Sam and I shared a room with 2 other men in our sophomore year at college.  We were both pre-med students and although we went our different ways socially we shared a lot of the same classes. I was the extrovert and Sam was quiet and reserved.  Sam was also brilliant; I don’t know this for a fact but would venture to say that he never got anything less than an A in anything he did.

We had no contact after graduation even though we both went to medical schools in Philadelphia (as did another of our roommates from that school year.)  I knew he specialized in cardiology but did not know he has been practicing in the Boston area for all of these years, while engaged in teaching and research in one of the cities leading hospitals.

I must admit to being surprised at the genuine affection I felt for someone I had not seen for over 50 years, especially since we were not close friends during our college days.

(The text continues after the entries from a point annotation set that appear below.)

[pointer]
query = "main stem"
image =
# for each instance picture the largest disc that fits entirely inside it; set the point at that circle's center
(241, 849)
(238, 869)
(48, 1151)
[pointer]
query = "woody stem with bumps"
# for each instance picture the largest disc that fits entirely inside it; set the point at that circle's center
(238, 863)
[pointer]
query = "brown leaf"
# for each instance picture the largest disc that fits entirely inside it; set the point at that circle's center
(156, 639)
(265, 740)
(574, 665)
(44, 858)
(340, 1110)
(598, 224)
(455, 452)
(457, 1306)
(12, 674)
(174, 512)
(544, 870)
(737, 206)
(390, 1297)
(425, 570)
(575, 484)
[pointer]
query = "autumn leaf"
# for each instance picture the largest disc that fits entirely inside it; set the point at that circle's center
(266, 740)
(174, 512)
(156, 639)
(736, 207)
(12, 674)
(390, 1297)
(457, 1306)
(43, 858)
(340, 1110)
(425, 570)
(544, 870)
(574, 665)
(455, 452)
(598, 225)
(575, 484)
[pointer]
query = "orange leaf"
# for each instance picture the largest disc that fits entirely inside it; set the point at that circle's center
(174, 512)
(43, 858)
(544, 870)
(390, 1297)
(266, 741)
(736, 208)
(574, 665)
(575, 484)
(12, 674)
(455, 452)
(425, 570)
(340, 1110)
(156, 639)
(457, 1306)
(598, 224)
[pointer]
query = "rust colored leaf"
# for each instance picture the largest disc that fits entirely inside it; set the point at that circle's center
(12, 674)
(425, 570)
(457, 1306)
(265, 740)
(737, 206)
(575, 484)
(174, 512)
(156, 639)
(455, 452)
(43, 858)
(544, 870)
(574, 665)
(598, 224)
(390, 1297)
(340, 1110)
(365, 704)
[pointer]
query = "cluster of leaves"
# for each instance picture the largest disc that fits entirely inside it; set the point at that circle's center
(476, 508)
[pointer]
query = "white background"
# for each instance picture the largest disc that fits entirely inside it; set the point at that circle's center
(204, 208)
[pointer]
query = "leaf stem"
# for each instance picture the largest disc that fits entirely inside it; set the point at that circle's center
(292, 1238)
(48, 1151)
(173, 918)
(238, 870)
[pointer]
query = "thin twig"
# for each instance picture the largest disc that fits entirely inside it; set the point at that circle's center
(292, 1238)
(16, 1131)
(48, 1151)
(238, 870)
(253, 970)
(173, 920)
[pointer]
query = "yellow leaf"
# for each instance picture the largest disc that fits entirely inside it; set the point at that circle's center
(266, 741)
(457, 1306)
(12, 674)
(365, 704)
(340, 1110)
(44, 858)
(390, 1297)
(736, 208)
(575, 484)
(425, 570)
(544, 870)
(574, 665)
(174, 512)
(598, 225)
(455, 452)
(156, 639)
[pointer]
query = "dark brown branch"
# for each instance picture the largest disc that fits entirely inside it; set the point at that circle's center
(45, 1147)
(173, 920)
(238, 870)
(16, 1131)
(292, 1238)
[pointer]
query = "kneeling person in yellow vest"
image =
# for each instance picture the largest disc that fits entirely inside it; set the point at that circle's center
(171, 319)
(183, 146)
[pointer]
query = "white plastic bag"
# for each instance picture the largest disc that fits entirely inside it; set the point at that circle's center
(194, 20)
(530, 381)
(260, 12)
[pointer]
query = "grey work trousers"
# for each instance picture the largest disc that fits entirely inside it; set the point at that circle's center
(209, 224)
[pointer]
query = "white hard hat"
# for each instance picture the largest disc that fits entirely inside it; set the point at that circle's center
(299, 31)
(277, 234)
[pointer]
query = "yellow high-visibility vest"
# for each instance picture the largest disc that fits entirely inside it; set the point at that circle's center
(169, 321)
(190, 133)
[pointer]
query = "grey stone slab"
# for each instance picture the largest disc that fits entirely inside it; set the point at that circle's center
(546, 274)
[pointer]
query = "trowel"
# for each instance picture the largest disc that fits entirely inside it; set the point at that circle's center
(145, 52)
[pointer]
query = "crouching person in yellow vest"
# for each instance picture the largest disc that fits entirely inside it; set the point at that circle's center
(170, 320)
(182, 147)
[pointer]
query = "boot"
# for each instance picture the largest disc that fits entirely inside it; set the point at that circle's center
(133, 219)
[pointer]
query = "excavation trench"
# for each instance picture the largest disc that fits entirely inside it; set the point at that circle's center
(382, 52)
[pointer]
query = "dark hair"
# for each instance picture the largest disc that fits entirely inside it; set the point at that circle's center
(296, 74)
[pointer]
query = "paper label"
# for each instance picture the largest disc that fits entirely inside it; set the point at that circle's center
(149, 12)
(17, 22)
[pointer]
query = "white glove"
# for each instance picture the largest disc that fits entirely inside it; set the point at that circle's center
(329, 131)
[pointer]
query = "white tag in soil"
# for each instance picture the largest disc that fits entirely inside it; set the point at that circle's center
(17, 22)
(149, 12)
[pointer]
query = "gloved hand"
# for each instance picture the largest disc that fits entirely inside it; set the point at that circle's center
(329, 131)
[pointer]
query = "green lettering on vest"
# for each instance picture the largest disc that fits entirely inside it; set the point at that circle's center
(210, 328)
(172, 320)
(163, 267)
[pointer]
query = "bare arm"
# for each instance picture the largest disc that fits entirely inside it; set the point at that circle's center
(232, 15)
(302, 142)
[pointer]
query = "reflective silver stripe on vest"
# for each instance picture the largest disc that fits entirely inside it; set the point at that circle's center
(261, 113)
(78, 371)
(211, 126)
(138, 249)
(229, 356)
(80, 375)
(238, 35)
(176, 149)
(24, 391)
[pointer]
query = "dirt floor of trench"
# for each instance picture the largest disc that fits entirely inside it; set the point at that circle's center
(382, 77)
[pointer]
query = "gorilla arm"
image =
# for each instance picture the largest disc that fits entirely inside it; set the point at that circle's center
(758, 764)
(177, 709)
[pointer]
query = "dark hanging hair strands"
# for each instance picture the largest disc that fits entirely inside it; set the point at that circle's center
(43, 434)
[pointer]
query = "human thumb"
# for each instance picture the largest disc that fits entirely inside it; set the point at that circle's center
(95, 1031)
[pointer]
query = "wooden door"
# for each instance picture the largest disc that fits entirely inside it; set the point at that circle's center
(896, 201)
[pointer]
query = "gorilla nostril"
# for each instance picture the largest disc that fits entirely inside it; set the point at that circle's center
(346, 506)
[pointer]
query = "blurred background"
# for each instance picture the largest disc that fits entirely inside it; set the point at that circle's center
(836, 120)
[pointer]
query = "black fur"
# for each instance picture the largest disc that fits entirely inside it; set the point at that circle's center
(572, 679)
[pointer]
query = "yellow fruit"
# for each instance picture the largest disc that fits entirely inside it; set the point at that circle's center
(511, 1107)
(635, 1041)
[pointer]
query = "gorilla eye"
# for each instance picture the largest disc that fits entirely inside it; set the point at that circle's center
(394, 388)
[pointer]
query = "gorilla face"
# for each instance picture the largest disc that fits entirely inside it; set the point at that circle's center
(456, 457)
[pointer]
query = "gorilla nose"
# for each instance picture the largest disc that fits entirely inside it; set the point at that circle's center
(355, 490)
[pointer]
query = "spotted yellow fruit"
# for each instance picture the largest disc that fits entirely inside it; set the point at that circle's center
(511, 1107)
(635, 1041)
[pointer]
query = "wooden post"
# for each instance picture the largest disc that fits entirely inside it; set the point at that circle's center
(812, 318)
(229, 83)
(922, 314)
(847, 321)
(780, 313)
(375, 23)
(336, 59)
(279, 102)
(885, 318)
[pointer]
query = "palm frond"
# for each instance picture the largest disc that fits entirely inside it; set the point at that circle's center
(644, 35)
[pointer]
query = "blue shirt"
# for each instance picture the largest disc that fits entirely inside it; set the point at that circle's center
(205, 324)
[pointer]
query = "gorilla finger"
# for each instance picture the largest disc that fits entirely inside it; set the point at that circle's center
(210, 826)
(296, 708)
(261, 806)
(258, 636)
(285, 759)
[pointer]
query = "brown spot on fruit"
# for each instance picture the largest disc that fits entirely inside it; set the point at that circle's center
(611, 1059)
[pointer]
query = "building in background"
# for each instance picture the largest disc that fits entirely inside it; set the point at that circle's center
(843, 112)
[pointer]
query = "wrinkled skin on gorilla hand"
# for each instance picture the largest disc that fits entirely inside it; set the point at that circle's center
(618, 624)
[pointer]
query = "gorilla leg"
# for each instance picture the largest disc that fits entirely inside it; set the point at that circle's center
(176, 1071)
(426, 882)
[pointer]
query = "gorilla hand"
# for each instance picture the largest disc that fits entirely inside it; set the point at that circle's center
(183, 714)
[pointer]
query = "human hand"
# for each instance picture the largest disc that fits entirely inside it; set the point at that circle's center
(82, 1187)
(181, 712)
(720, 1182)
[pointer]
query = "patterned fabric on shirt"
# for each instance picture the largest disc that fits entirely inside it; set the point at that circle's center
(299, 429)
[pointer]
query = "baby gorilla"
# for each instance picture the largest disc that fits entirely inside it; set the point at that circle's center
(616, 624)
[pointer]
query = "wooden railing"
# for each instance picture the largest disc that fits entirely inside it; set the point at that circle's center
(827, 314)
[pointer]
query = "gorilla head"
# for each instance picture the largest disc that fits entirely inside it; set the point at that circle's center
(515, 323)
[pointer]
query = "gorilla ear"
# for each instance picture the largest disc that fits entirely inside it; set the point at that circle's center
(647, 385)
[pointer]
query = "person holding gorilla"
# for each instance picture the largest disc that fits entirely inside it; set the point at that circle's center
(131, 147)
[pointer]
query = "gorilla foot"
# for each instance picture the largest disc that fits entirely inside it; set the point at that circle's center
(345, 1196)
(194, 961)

I’ve been trying to understand this phenomenon ever since, and have decided that it represents one way in which time manifests itself.

Time has a way of focusing our attention on the essentials rather than the non-essentials. Looking back into our lives the unimportant and frivolous seem to fall away, allowing us to see or remember what we may have failed to see or have forgotten. At 72, I have more respect and admiration for some of the very things I tended to avoid or dismiss when I was 19. My first experience with this phenomenon occurred with my father. As a young man he had habits and ideas that I could not tolerate, but later in our lifetimes, and even more so after his death, they simply disappeared from my mind. I think it was Mark Twain who said, when he was 17 he thought his father was really stupid, and at 21 he was amazed how much his father learned in 4 years.

In Sam’s case we share a common past. We both experienced the joys and difficulties of medical school and post-graduate training so I can appreciate the commitment he has made to the profession. Coming from my own-checkered career I am impressed with his achievements and the fact that he is still practicing medicine full time. I regret that I missed the opportunity to establish a friendship with Sam. I think of him as one of the “good guys”. I believe we could have added something to each other’s lives. That may be the cost of the foolishness of youth.

Tonight at dinner I will raise my glass of wine in a quiet toast to Sam.